Afterwards, we would slowly roll over to one side, slowly raise ourselves on one elbow. Gradually the lights would be turned back up. We'd sit there for a few minutes "integrating," or gathering into ourselves everything we'd experienced during that practice, noticing how we felt. We would chant Om shanti and Lokah samastah sukhino bhavantu. In Meghan's translation, the latter part meant, "May the entire universe be filled with peace and joy, love and light. And may the light that is within me bow to the light that is within you." She would advise us to take it slow, go home, soak in a bath if possible (to wash away all of the toxins that our sweaty yoga practice had brought to the skin's surface), and head to bed in pretty short order.

I was always compliant with this instruction before, 'cause I'm generally docile like that. But once Jim joined up, first of all, I always had to be aware of where he was, because if I fell over, as I inevitably did while attempting sirshasana, he'd make fun of me later (and I'd hear his heh-heh-heh a couple of yoga mats over), and two, after yoga practice, we had a standing dinner appointment, so there was no going home and going virtuously to bed after a light meal and a glass of water. He and I would most often adjourn to the Taco Stand on Milledge, order a huge burrito and a can of PBR, and sit in one of the sticky booths, wearing our t-shirts and pajama bottoms, listening to the Monday night '50s show on WUOG, and shooting the breeze before we went home.

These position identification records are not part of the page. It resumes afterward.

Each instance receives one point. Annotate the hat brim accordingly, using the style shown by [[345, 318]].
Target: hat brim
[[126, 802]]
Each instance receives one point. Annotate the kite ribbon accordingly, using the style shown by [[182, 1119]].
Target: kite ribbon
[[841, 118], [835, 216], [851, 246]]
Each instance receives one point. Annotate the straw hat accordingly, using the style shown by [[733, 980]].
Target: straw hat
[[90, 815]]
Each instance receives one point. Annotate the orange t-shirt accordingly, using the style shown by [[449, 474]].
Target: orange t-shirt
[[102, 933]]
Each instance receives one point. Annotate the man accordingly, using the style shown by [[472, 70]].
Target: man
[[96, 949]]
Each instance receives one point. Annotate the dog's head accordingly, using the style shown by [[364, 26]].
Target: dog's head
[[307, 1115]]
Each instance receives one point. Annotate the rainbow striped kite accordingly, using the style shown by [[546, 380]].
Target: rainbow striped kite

Crazy? Perhaps. Fun? Yes. Megan would probably have been horrified at our junk-food dinner. But Jim also pegged our next instructor, in the more advanced yoga class we took six weeks later, as the same "good-looking, busty red-headed woman" who had bummed a cigarette from him at a show at the Georgia Theater the week before.

Health and balance are apparently hard to achieve for everyone, even expert yogis.

My OCD has come back recently, and I'm running late for things again and feeling kind of nuts. I'm not entirely sure what to do, but I'm thinking about finding another yoga class. In the meantime, fixing an elaborate dinner makes me feel better. This one requires lots of chopping, as well as lots of lovely, aromatic ingredients. Here's hoping it gives you a momentary measure of serenity, too.




Recipe notes:

I like shiitakes here because they make the whole thing taste extra funky - way more so than regular mushrooms. Be sure to discard the stems, which are too woody to eat. You can find tamari (an extra-concentrated form of soy sauce) and sweet chili sauce in the international or Asian section of the grocery store. Finally, feel free to add more scallions, ginger, and/or garlic if you'd like.


stir-fried chicken lettuce cups

2 tbsp. sesame oil
1 tbsp. canola oil
3 tbsp. reduced-sodium organic tamari (or soy sauce)
2 tsp. cornstarch
1 lb. ground chicken (not chicken breast - too lean)
2 tsp. fresh ginger, finely minced
1 tbsp. garlic, finely minced
4 scallions, finely chopped, divided
1 pint shiitake mushrooms, stemmed and finely chopped
1/2 c. toasted cashews, finely chopped
1/2 c. bottled sweet chili sauce
large, loose leaves of your favorite lettuce (Boston, romaine, or cabbage is good)

In a large bowl, mix together tamari, cornstarch, half the scallions, and ground chicken. Let the mixture sit for about 10 minutes.

Meanwhile, heat a large skillet over medium-high to high heat. When skillet is really hot, add canola and sesame oils. Immediately add mushrooms. Saute for 30 to 45 seconds, until mushrooms are browning. Add garlic and ginger and saute for an additional 45 to 60 seconds. 

Add ground chicken to the pan and stir. Add more oil(s) if needed. Saute, stirring occasionally, for 5 to 7 minutes, until chicken is fully cooked. Using a spatula or a flat-edged wooden spoon, chop constantly, until it's in tiny pieces. As an alternative, you can put the cooked chicken mixture in a food chopper or processor and pulse it a few times, until it gets to a finely chopped consistency. 

Spoon into a bowl, and stir in remaining scallions, chopped cashews, and sweet chili sauce. Serve with lettuce leaves for wrapping.